White House Spokesman Ari Fleischer said the research program is purely defensive. He said countering the threat of biological weapons is an administration priority. "Unfortunately, the biological weapons threat around the world is growing and presents a real challenge to the United States and particularly a challenge in terms of protecting our men and women in the armed forces," he said.
Mr. Fleischer said the United States, over the years, has been working on vaccines and antidotes. "We have a broad biodefense capability that includes medical counter-measures, detectors and protective systems all of which are designed to protect American citizenry and American service men and women," he said.
The comments followed a New York Times report that the administration had embraced a secret biological research program that pushed the limits of the 1972 treaty.

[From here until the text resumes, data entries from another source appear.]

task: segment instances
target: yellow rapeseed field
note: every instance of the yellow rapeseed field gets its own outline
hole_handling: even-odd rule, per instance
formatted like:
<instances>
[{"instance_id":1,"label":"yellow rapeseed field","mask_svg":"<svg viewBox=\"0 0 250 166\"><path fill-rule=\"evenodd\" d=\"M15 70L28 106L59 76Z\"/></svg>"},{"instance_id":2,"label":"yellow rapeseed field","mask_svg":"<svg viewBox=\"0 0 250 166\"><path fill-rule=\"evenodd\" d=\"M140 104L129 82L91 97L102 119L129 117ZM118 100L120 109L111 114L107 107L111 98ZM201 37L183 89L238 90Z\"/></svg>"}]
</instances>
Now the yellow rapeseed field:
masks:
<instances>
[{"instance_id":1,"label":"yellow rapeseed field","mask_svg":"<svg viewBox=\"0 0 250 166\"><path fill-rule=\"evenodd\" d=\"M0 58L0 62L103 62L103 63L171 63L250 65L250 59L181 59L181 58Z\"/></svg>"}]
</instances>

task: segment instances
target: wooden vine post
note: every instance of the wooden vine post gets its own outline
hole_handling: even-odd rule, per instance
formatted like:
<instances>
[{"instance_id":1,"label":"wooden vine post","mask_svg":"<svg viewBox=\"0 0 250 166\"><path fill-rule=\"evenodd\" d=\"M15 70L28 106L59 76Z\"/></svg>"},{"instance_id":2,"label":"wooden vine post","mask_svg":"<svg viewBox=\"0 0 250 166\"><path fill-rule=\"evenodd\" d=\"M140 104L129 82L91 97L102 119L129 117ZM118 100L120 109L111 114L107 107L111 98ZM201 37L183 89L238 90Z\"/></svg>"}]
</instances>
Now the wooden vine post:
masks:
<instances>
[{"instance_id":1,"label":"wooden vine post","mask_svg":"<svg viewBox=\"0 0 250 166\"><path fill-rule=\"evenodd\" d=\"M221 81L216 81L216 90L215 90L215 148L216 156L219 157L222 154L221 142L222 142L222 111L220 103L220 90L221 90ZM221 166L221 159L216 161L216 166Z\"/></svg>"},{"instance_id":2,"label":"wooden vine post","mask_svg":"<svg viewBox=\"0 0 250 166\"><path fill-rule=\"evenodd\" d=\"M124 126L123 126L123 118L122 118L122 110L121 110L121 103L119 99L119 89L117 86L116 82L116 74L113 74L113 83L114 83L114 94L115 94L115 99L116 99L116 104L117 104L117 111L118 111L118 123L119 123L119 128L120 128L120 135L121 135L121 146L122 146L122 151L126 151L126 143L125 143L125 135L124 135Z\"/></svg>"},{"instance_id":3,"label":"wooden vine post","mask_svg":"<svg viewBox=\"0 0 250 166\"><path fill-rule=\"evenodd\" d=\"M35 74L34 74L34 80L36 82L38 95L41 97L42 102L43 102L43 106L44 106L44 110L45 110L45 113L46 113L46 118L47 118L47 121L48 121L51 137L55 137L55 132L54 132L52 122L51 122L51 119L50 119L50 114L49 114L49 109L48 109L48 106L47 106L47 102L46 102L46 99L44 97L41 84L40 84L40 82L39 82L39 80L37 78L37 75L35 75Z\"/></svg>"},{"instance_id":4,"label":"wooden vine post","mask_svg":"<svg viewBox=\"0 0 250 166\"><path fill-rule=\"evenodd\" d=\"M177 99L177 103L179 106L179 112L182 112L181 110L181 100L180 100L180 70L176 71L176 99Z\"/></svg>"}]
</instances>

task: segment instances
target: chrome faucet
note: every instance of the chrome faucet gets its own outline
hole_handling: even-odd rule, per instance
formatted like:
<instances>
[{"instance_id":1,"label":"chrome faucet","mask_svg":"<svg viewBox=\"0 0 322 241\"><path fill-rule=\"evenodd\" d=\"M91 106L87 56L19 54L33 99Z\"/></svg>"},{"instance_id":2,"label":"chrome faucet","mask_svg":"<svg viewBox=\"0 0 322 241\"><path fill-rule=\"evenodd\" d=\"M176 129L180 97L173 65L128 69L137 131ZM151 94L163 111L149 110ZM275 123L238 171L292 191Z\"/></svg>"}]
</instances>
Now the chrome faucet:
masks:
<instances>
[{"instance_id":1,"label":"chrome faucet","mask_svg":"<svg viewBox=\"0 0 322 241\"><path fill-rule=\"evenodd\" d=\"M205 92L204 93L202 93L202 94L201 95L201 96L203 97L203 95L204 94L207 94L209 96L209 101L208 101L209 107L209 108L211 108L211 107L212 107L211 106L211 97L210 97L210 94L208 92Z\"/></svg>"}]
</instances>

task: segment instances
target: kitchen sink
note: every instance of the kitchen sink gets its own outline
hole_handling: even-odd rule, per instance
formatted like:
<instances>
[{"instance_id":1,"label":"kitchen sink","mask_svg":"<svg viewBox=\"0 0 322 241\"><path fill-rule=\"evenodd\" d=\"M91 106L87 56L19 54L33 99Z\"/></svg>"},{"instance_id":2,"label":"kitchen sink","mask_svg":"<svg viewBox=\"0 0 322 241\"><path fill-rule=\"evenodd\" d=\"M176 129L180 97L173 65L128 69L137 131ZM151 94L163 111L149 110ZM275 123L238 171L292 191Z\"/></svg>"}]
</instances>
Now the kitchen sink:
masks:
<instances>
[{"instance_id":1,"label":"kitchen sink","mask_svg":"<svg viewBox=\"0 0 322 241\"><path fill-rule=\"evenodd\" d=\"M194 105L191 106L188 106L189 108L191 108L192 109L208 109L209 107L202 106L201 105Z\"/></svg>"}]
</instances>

The Times said the research mimicked the major steps a terrorist or state would take to create a biological arsenal. The newspaper report said experiments were begun under former President Bill Clinton, and included tests on a mock bomb.
The White House spokesman acknowledged research is underway, but did not provide details. Mr. Fleischer stressed that the experiments are well within the treaty limits. "The program is fully in accordance with the Biological Weapons Convention and is designed to provide defensive measures," he said.
The White House spokesman was asked if there was a connection between the experiments and the administration's opposition to a draft agreement to strengthen the biological weapons treaty.
The draft would require countries to disclose where they are conducting defensive research on germ warfare. Those sites would then be open to international inspection.
Mr. Fleischer denied there was any link. "It is not related at all to the protocol and it is allowable and fully permissible under the Biological Weapons Convention which the United States supports," he said.
The United States stopped research on offensive biological weapons in 1969 under former President Richard Nixon.